What Makes This Competitive

A competitive version of this project goes beyond a simple score comparison. You need strong controls, like scaffold splits, repeated runs, and a clear baseline. You can push it further with an external test set, uncertainty intervals, or an ablation study that checks which input style helps most.
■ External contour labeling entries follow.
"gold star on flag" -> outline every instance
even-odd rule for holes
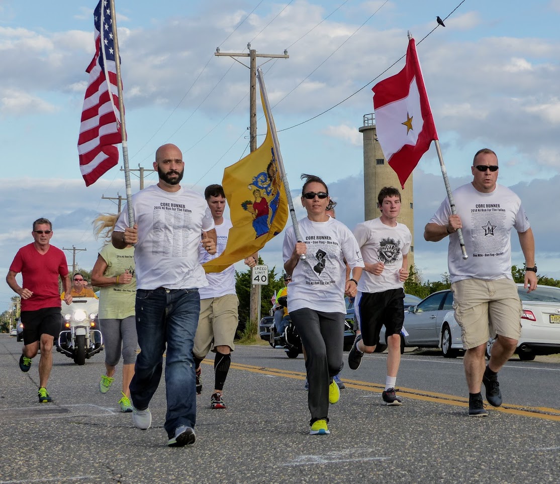
[[[410,116],[409,115],[408,111],[407,112],[407,120],[404,123],[400,123],[401,124],[407,126],[407,134],[408,134],[408,131],[412,129],[412,118],[414,118],[413,116]]]

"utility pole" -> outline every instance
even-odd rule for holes
[[[124,171],[124,168],[121,168],[121,171]],[[134,168],[129,168],[129,171],[139,171],[140,172],[140,190],[144,189],[144,172],[145,171],[155,171],[155,170],[151,170],[149,168],[144,168],[143,166],[140,166],[140,163],[138,163],[138,169],[137,170]],[[120,212],[119,210],[119,212]]]
[[[236,59],[236,57],[249,57],[249,66],[250,71],[249,74],[249,140],[251,146],[251,152],[253,153],[256,149],[256,58],[266,57],[269,58],[269,60],[272,59],[289,59],[288,50],[284,50],[284,54],[258,54],[256,50],[251,48],[251,44],[247,44],[247,48],[249,49],[249,53],[232,53],[232,52],[220,52],[220,48],[216,48],[214,55],[227,55],[231,57],[234,60],[239,62],[242,65],[245,65],[242,62]],[[258,259],[258,254],[257,254]],[[257,261],[258,262],[258,261]],[[256,332],[259,332],[259,323],[258,321],[259,309],[260,301],[260,285],[251,285],[251,297],[250,306],[249,308],[249,319],[253,321],[256,321]]]
[[[105,196],[104,195],[101,195],[101,199],[102,200],[119,200],[119,203],[118,203],[118,205],[119,205],[119,210],[118,210],[118,211],[117,213],[120,213],[120,207],[121,207],[121,206],[123,204],[123,197],[122,197],[122,195],[120,195],[118,194],[117,194],[116,195],[117,195],[116,196]]]
[[[63,251],[72,251],[72,275],[76,272],[76,253],[79,251],[87,251],[87,249],[77,249],[74,246],[72,246],[71,249],[67,249],[64,247],[62,248]]]

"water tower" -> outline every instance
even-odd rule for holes
[[[380,215],[377,208],[377,194],[384,186],[398,189],[401,195],[400,215],[397,222],[408,227],[412,235],[410,251],[408,253],[408,266],[414,263],[414,205],[412,200],[413,175],[407,180],[404,189],[396,173],[385,159],[377,140],[375,119],[373,114],[363,116],[363,125],[359,131],[363,135],[363,195],[364,220],[376,218]]]

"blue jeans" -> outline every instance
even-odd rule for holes
[[[164,426],[170,438],[178,427],[194,429],[196,422],[193,341],[200,311],[198,289],[138,289],[136,311],[141,351],[130,382],[130,398],[136,408],[148,407],[161,378],[167,344]]]

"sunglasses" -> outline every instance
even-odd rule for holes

The best entries explain not just which model wins, but why it wins on tiny chemical data.

Project Variations

  • Compare transfer learning and QSAR on antibacterial natural products instead of a mixed bioactivity set.
  • Test whether scaffold splitting versus random splitting changes the size of the transfer learning gain.
  • Replace classification with regression by predicting pIC50 values for a curated assay set.

Learn More

  • PubChem: Search compound records, assay pages, and bioactivity tables on the NIH PubChem site.
  • ChEMBL: Find curated bioactivity data sets and assay records for open drug-discovery projects.
  • RDKit documentation: Learn fingerprinting, descriptors, and scaffold splitting from the open-source cheminformatics toolkit docs.
  • scikit-learn user guide: Read about cross-validation, baselines, metrics, and model selection.
  • PubMed: Search review articles on transfer learning, QSAR, and machine learning for drug discovery.